Recently many cardiovascular professional bodies pulled down the high blood pressure threshold, needing treatment , from 140 mm Hg systolic and 90m mm Hg diastolic to 130 mm Hg systolic and 80 mm Hg diastolic. The impetus for lowering blood pressure threshold from 140/90 to 130/ 80 was largely based upon a single trial, albeit a large randomised one that showed slight improvement in clinical outcomes but accompanied with the offshoot of serious adverse effects, when blood pressure was lowered below 130 mm Hg systolic. I have never been a great admirer of the “SPRINT” study and have stuck out my neck by expressing my views in the past. I am more comfortable keeping the threshold at 140/90 because I am not convinced that there is incremental advantage in lowering it below 130/80 as many of my colleagues would recommend on the basis of international guidelines. By lowering the threshold millions more people get branded as hypertensives, and hence obviously many millions of tablets get prescribed, with little advantage. Someone somewhere is raking in a lot of moolah. However it is well known that almost 600,000 people die of heart attack or stroke in the US alone in a year.

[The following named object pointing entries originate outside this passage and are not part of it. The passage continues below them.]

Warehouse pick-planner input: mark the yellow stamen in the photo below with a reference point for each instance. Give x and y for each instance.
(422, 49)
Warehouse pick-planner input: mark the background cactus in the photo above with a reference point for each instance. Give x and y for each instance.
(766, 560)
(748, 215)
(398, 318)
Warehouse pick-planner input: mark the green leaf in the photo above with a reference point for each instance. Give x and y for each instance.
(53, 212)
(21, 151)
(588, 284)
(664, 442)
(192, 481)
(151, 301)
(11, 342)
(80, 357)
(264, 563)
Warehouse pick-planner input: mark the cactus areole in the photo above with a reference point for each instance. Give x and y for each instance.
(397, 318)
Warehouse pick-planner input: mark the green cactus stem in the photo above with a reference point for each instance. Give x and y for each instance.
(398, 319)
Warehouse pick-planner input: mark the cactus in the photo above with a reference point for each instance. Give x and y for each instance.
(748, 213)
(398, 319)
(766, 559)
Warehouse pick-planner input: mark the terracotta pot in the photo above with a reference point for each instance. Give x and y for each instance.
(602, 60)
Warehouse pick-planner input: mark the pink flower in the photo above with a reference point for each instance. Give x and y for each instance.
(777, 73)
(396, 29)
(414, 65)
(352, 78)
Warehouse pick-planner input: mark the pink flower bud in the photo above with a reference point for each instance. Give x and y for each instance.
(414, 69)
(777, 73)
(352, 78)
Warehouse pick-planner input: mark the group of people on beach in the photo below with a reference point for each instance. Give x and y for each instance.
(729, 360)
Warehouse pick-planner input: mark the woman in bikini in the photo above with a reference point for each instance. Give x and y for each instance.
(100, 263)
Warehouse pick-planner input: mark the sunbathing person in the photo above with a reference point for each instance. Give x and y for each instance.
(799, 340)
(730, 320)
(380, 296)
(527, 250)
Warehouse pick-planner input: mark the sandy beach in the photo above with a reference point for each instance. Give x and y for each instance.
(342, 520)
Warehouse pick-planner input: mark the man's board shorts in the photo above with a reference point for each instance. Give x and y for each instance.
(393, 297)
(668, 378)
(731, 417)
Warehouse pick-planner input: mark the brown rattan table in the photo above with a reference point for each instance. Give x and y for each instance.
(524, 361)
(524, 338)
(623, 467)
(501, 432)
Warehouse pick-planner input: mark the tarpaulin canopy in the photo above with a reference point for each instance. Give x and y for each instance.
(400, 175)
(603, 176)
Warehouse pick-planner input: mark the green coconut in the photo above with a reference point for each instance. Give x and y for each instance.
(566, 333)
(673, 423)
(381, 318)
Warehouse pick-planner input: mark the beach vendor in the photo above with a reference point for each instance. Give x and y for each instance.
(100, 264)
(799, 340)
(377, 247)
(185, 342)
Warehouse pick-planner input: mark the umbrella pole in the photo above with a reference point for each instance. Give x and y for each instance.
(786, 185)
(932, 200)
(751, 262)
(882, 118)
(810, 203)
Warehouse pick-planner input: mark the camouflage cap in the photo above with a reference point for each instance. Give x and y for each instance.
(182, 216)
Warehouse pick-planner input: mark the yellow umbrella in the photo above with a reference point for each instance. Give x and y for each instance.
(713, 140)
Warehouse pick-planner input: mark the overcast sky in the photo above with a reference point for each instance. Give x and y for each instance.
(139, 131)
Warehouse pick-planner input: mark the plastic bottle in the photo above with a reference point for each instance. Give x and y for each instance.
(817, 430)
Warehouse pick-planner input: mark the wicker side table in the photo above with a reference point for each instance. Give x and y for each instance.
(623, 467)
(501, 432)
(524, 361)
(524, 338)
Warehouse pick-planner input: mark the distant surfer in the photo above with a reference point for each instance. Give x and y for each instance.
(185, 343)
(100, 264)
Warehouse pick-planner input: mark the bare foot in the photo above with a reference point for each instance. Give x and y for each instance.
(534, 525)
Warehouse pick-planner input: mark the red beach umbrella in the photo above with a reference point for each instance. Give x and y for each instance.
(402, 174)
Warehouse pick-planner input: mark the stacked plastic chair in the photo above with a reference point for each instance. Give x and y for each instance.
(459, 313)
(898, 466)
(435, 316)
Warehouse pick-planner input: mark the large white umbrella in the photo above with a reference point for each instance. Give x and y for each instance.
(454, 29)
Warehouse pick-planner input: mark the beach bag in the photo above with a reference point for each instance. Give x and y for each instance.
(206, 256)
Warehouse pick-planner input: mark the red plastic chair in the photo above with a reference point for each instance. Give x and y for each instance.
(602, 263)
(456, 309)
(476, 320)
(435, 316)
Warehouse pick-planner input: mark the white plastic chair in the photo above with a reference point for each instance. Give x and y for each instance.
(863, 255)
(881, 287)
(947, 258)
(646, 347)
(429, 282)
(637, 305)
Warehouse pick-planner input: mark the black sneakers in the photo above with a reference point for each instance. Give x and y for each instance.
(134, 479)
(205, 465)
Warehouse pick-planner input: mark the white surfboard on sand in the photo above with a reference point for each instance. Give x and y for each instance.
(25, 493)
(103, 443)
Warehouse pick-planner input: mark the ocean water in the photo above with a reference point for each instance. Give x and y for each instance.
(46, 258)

An interesting study, published last week( N Engl J med 2019;381: 243-51) has received little attention. In fact it has gone completely under the radar. Maybe because it has not shown any difference in the composite of myocardial infarction (heart attack), ischemic or hemorrhagic stroke in more than 1 million middle aged people followed for almost 8 years. The researchers pored through data on more than 36 blood pressure readings of 1.3 million or 13 lakh participants. There were almost 19% participants who could be labeled as hypertensive when the 140/90 threshold was employed, but this jumped to 43.5% with 130/80. The prevalence of people with high blood pressure thus more than doubles with the lower threshold label. Results demonstrated that both systolic and diastolic blood pressure measurements influenced clinical outcomes. There was an increase of 18% in clinical outcomes when the systolic threshold was breached, and an increase of 6% with raised diastolic blood pressure. Crucially, researchers found similar increase in risks with both thresholds of 140/90 or 130/80.I must dilate on this, there was no increase in death or stroke with the 140/90 cohort versus the 130/80 group.
A “J-curve’ relationship was seen with diastolic blood pressure, which means that clinical outcomes were raised with a high diastolic blood pressure reading and also when the diastolic blood pressure fell too low. A diastolic blood pressure less than 70 mm Hg was associated with unfavourable cardiovascular outcomes. Systolic blood pressure reflects pressure in the arteries with contraction of the heart while diastolic blood pressure is pressure when the heart is relaxing between beats. Both systolic and diastolic blood pressure are therefore important when treating blood pressure; diastolic blood pressure was being ignored in the past with emphasis only on systolic.
The authors concede that limitations in their paper is that the observational data analysed was retrospective ,taken by a standard automatic machine ,in out patient setting. But the most glaring gap in this study is that there is no mention of the type anti-hypertension pills used, or the difference if any of adverse effects while treating the two blood pressure thresholds. I would urge professional committees to evaluate more randomised trials before rushing to lower blood pressure threshold to 130/80 mm Hg. You cannot go around treating half the adult population for high blood pressure.
There is little coverage of this important trial by the media, the little that there is emphasises importance of diastolic blood pressure rather than the fact that increase in risk of cardiovacular events was no different whether you used 140/90 as the threefold or whether you used 130/90 as the threshold.
The spin is both brazen and glaring. Almost like Mr Khan telling his adulating party workers that he felt he felt “had won the world cup” on his return to Islamabad after his personal visit to the US. One wonders about his spectacular achievements in a visit that was notable for little or no protocol at arrival in Dulles airport, Mr Trumps gaffe that the Indian prime minister had sought his personal intervention on Kashmir, almost immediately denied by the MEA, what most probably took place was that the Indian prime minister must have requested the American president to pressurise the Pakistanis to desist from terror misadventures on this side of the border, and Mr Khan’s insistence on seeking no fiscal assistance from the Americans when Mr Trump had clearly given the game away by declaring that he expects Pakistan to “facilitate” their withdrawal from Afghanistan ( for which there would be possible “incentivizing”from the USA). So do not rush off to buy that Apple Watch, which measures blood pressure for now.